Karen bristled when Anne Vanderbilt appeared at the side door and openly fumed when she came back and boldly walked in with an ambulance driver in tow.
“See, just here, Michael. Kimberly said that these are all the nurses—well, nearly all, I suppose—who have come through the canteen on their way to . . .” She turned to Kimberly and Karen. “On their way to where? Verdun? Did they all go to Verdun?”
“Not all,” Karen answered, taking a step toward Michael.
Anne ignored her cold stare and gracefully, quickly, stepped between Michael and the sisters. “Is she here, Michael? Do you think any of these nurses look like her?” She pushed him closer to the photographs.
But he needed no urging. He squinted into the grainy black-and-white images, searching each one for any likeness of Annie. He shook his head. “I can’t tell. I’ve never seen Annie in uniform. I don’t know if I’m looking at her and not seeing her.”
He sounded so miserable that Anne slapped his arm. “Give me your photograph.”
“What?” He pulled back, gripped Annie’s photograph, and looked as though nothing in all the world could make him turn it loose.
“Give me your photograph, or show it to these young ladies. They may remember her.”
Michael laid Annie’s picture on the counter before them. “She’s pretty and young and kindness itself. Her name is Annie Allen.”
Kimberly shook her head slowly, then stopped and studied the photograph again. It was the image of a girl—perhaps sixteen or seventeen—with an older girl and, presumably, their mother and father. “I don’t remember anyone by that name. Why are you looking for her?”
“She is family,” Michael said. “I’ve bound myself to find her.”
Kimberly frowned but hesitated. “There was a girl who looked something like this, but . . .”
“Is her photograph here?” Michael held his breath.

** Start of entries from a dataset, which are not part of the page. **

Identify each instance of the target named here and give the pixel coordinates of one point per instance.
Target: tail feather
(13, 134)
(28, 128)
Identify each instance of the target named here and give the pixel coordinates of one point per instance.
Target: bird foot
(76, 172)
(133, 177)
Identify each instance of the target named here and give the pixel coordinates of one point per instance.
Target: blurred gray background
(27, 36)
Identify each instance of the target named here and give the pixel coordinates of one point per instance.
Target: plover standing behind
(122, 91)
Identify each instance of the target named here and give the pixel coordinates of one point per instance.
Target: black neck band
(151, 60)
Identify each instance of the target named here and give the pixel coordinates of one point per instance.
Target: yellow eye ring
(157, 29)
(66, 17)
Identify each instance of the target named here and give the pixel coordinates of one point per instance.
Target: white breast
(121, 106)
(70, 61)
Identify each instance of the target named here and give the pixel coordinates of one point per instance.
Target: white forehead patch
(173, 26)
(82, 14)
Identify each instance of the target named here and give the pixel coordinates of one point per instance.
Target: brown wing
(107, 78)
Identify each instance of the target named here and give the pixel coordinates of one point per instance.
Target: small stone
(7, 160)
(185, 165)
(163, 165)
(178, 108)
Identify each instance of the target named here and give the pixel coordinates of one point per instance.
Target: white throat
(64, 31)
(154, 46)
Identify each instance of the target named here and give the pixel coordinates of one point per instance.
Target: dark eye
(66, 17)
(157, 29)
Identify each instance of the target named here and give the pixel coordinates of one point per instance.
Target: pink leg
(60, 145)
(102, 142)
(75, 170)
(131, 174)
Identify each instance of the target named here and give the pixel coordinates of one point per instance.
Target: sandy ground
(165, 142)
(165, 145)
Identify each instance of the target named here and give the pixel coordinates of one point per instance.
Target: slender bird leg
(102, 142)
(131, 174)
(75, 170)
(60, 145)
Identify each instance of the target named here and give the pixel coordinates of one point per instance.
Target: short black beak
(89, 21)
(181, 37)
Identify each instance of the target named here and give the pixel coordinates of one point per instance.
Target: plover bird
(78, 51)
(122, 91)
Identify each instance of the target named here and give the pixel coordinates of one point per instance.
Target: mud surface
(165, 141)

Kimberly searched the wall and pointed to a group of VADs. “We snapped this one in February.” She pointed to the girl who had called herself “. . . Elisabeth something or other.”

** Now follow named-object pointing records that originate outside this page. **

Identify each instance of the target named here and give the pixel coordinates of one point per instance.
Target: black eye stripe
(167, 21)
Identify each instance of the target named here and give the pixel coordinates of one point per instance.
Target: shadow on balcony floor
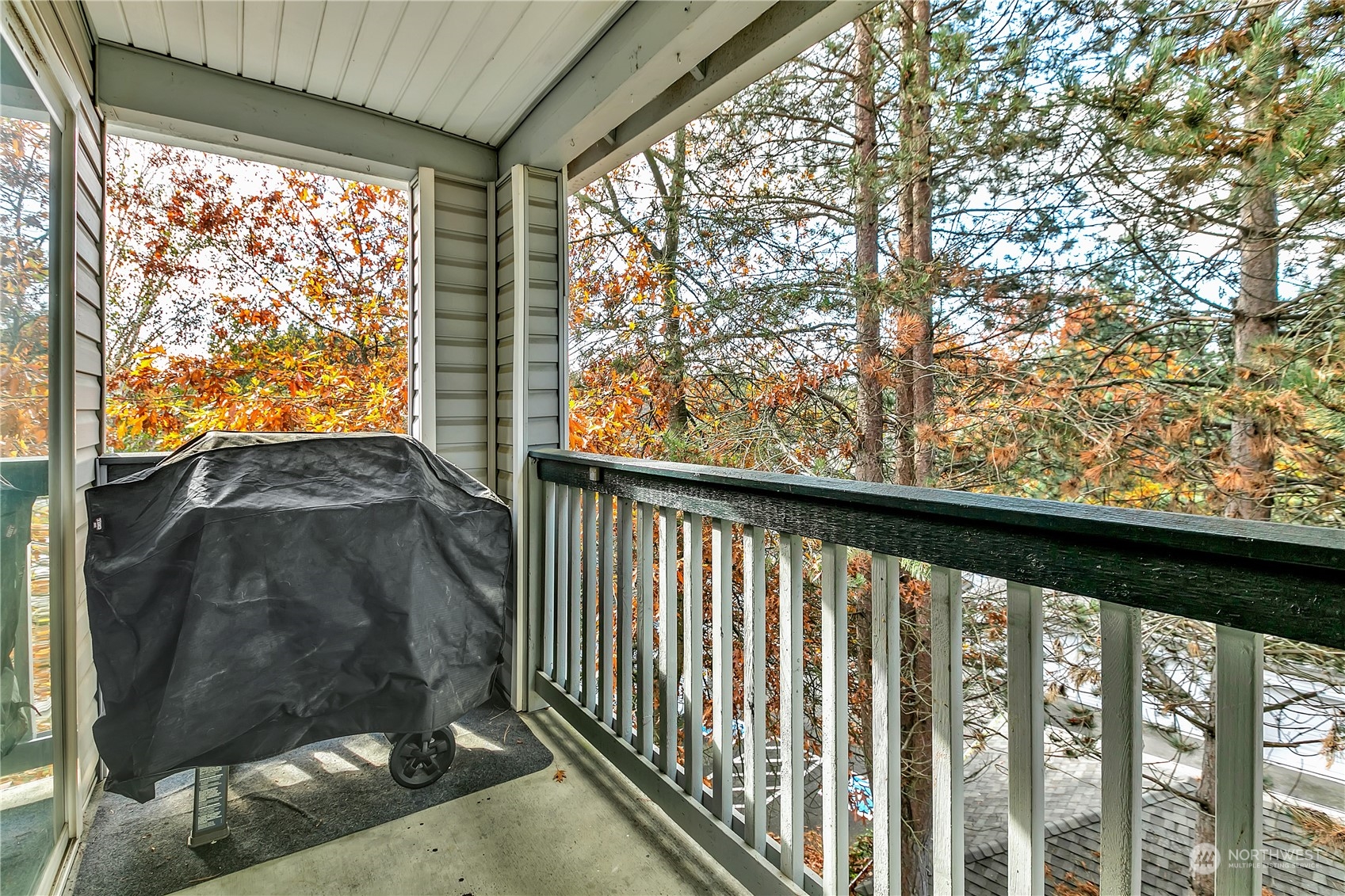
(280, 806)
(590, 833)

“Elisabeth Anne Allen!” Michael nearly shouted. “That is her name!”
“No,” Karen answered, barely looking at the photograph. “There was no one here by that name. We ask all their names. We would remember.”

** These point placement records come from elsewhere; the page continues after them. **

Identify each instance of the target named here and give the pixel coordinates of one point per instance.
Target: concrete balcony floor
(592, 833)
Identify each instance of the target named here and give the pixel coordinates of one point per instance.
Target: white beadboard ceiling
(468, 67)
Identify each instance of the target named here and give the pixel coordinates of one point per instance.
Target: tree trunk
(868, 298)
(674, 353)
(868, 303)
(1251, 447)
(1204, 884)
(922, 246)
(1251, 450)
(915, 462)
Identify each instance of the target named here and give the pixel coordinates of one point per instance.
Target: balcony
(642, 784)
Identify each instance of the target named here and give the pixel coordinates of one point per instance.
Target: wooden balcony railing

“But neither of you could have been on duty every minute of every day!” Anne protested.
“We are the only ones with a camera.”
Michael’s face fell.
“She rather looks like her, don’t you think, Karen? What was her surname?”
“I don’t remember, and neither do you.”
Kimberly glanced at her sister.
“Did this lot go to Verdun?” Michael asked as calmly as he could.
“We don’t know where they were sent,” Karen insisted.
Neither Anne nor Michael missed the almost-imperceptible nod that Kimberly gave.
That night Kimberly turned her back on her sister, not caring that she snubbed her only confidante in France. “You should have told them.”
“It wasn’t the right name; you know that.”
“No, but they—”
“He said she was family,” Karen interrupted, “and Elisabeth said she has no family—no one at all; don’t you remember? She said her name is Hargrave.”